« La notion selon laquelle Éros et Agapé peuvent être après tout la même chose, non pas qu'Éros soit Agapé, mais parce qu'Agapé est Éros, peut paraître étrange après presque deux mille ans de théologie. Il ne semble pas non plus justifiable de se référer à Platon comme défenseur de cette identification, Platon qui introduisit lui-même la définition répressive d'Éros dans l'arsenal de la culture occidentale. Cependant Le Banquet contient la célébration la plus claire de l'origine et de la substance sexuelles des relations spirituelles. Selon Diotima, Éros conduit vers le désir d'un beau corps vers un autre et finalement vers tous les beaux corps car "la beauté qui réside en tel ou tel corps est soeur de la beauté qui réside en un autre", et "ce serait le comble de la folie de ne pas faire tenir pour une et identique la beauté qui réside dans tous les corps." (Banquet, 210 b). À partir de cette sexualité vraiment polymorphe surgit le désir de ce qui anime le corps désiré : la psyché et ses manifestations diverses.
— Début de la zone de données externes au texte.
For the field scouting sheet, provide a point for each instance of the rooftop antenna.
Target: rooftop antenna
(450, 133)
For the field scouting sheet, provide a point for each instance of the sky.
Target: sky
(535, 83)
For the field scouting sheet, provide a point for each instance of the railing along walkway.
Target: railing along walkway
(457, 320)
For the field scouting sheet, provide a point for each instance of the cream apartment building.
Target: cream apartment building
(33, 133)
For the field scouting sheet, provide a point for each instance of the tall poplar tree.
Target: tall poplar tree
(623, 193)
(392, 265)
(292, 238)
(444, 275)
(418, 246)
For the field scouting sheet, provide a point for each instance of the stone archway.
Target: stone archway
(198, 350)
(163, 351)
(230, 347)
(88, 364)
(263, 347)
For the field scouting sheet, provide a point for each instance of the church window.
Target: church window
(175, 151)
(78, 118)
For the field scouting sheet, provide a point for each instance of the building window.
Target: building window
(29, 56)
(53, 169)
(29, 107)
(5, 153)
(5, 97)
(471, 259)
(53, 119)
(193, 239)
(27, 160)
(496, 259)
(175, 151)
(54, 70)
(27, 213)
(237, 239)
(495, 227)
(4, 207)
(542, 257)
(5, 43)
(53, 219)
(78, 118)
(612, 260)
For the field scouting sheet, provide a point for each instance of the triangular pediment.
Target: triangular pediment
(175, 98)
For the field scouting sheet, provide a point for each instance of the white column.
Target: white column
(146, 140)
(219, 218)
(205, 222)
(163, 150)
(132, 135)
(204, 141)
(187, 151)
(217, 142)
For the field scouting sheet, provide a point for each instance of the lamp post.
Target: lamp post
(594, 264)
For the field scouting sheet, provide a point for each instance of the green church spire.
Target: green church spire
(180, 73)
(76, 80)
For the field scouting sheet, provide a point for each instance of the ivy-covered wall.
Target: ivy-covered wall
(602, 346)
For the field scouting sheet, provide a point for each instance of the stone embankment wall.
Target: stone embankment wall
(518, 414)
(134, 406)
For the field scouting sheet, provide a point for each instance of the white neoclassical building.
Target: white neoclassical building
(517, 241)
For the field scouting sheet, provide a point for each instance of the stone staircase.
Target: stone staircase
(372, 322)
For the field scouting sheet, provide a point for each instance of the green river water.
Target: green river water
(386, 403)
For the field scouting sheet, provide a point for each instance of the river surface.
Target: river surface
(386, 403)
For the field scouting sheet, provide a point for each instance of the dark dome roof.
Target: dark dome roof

Il y a une ascension continue depuis l'amour corporel d'une personne jusqu'à celui des autres, jusqu'à l'amour du beau travail et du beau jeu (epitédeumata), et finalement jusqu'à l'amour du beau savoir (Kala mathémata). Le chemin d'une "culture supérieure" passe par le véritable amour des garçons (orthôs paiderastein). La "procréation" spirituelle est l'oeuvre d'Éros tout autant que la procréation corporelle, et l'ordre juste et vrai de la Polis est aussi érotique que l'ordre d'amour juste et vrai. Le pouvoir culturo-génétique d'Éros est la sublimation non-répressive : la sexualité n'est ni détournée de son objectif, ni bloquée en lui ; en atteignant son objectif, elle le transcende plutôt jusqu'aux autres, recherchant une satisfaction plus totale.
À la lumière de l'idée d'une sublimation non-répressive, la définition freudienne d'Éros selon laquelle il tend à "organiser la substance vivante en unités toujours plus vastes afin que la vie puisse être prolongée et amenée à un développement supérieur " (Freud, Collected Papers) assure une signification accrue. L'impulsion biologique devient une impulsion culturelle. Le principe de plaisir révèle sa propre dialectique. Le but érotique de conserver tout le corps comme sujet-objet de plaisir appelle le raffinement continuel de l'organisme, l'intensification de sa réceptivité, le développement de sa sensibilité. Le but produit ses propres projets de réalisation : l'abolition du travail, l'amélioration du milieu, la victoire sur la maladie et le vieillissement, la création du luxe. Toutes ces activités découlent directement du principe de plaisir, et en même temps, elles constituent le travail associant les individus en "unités toujours plus vastes" ; n'étant plus confinées à l'intérieur de la domination mutilante du principe de rendement, elles modifient l'instinct sans le détourner de son but. Il y a sublimation et donc culture ; mais cette sublimation agit dans un système de relations libidinales croissantes et durables qui sont en elles-mêmes des relations de travail. »
(Herbert Marcuse, La transformation de la sexualité en Éros, dans Éros et Civilisation).